FORT LAUDERDALE, FLA. (WSVN) - The trial has begun for a former deputy who has been accused of getting too rough with a student in 2019.
Following jury selection, the trial of former Broward Sheriff’s Office school resource officer Willard Miller began Tuesday.
Just after noon, the defense delivered its opening statement.
“You’re gonna see that in response he doesn’t get physical with her, doesn’t throw handcuffs on her. He turns, and, in the testimony, you’re going to hear is that he said, ‘Did you just kick me?’ and she said, ‘Yeah, and I’ll [expletive] get ya gun,'” said attorney Jeremy Kroll.
The teen was a student at Cross Creek School in Pompano Beach. At the time of the incident, she was in the time-out room when she kicked the back of the deputy’s leg. She took the stand Tuesday.
“He grabbed me by the neck,” said victim Summer Smith in court.
“And can you explain to the jurors demonstrating how he grabbed you?” asked prosecutor Lindsey Carrier.
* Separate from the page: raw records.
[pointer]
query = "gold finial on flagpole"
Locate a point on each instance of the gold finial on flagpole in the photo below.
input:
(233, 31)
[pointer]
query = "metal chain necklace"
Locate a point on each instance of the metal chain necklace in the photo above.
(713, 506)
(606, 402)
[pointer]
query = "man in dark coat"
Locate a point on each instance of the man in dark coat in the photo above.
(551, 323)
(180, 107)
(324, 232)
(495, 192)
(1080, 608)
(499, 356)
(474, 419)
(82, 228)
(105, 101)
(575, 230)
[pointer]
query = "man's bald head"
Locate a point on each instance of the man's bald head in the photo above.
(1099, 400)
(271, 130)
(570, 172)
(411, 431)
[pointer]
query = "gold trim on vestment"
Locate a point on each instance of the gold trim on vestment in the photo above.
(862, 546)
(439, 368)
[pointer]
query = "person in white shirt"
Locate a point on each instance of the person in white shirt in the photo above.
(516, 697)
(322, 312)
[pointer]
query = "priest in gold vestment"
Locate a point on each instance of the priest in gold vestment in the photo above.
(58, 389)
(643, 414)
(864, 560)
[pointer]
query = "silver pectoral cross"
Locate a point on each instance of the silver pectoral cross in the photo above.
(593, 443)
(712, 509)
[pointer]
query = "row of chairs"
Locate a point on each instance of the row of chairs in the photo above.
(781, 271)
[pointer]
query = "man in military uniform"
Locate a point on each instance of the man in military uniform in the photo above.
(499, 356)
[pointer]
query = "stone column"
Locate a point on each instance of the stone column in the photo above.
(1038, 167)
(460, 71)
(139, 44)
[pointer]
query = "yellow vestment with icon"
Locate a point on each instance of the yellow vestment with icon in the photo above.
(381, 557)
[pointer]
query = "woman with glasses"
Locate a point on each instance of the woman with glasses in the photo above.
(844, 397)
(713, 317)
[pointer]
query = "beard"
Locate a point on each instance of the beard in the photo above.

“He grabbed me from the back of my neck and the front,” responded Smith.
Miller, according to defense attorneys, was attempting to get a vape pen from Smith, who they said, was uncooperative. The encounter was caught on the school’s surveillance system.
They also said the deputy feared, after he was kicked in the back of the leg, he would be kicked for a second time, so he decided to quickly detain her.
“What you’re gonna hear, in this case, is his intent is I’m gonna get her down on the floor in a fluid way,” said Kroll. “I’m going to put her down in the floor so that she can’t kick me, so she can’t hurt me, and I’m either gonna get her to acknowledge she’s going to stop this and she’s going to correct her behavior, or I’m gonna arrest her, and the second she goes down on the floor, her response to him is, ‘When I get up, I’m getting your gun.'”
Defense attorneys argue that the teen was known to leave school and to have a vape pen on campus.
Smith said she was angry at the time and remembers tapping Miller’s leg, the school resource officer, but said it wasn’t a kick.
The two exchanged words before Miller grabbed her.
“I think it was the purpose of making his knee buckle,” said Smith.
“Making his knee buckle?” Asked Carrier.
“Yeah,” Smith responded.
Kroll said when the surveillance video is slowed down, it painted a different picture.
“Her foot gets caught on the chair at first, and so as he’s moving her, instead of being fluid and the expectation being that her body is going to come down here, all of a sudden, he gets tension to that movement,” said Kroll. “He starts to get top heavy. Her foot comes up and hits his leg, and as it happens, you’re gonna see him stumble, and then voluntarily, his left hand goes out from underneath.”
However, prosecutors said, Smith’s hands were in her pocket the whole time, that Miller should have deescalated the situation and was the aggressor.
“The defendant had a duty as an SRO at a school to handle these students with much more care and concern,” said Carrier. “He had no business touching her. They had no business interrogating her, putting her in the back of a police car. He had no business escalating in this time-out room what should have been a de-escalation. He had no right to do it. What we’re asking here is to not let him hide behind the badge. I’m asking you to not find him not guilty simply because he’s a law enforcement officer who thinks he can do what he wants. I’m asking you to find him guilty because he committed a crime.”
Miller was fired a year after the incident following an Internal Affairs investigation.
It is expected that the former deputy will take the stand.
He is charged with child abuse, a third-degree felony.
The trial was supposed to last one day, but it appears it will go for one more day.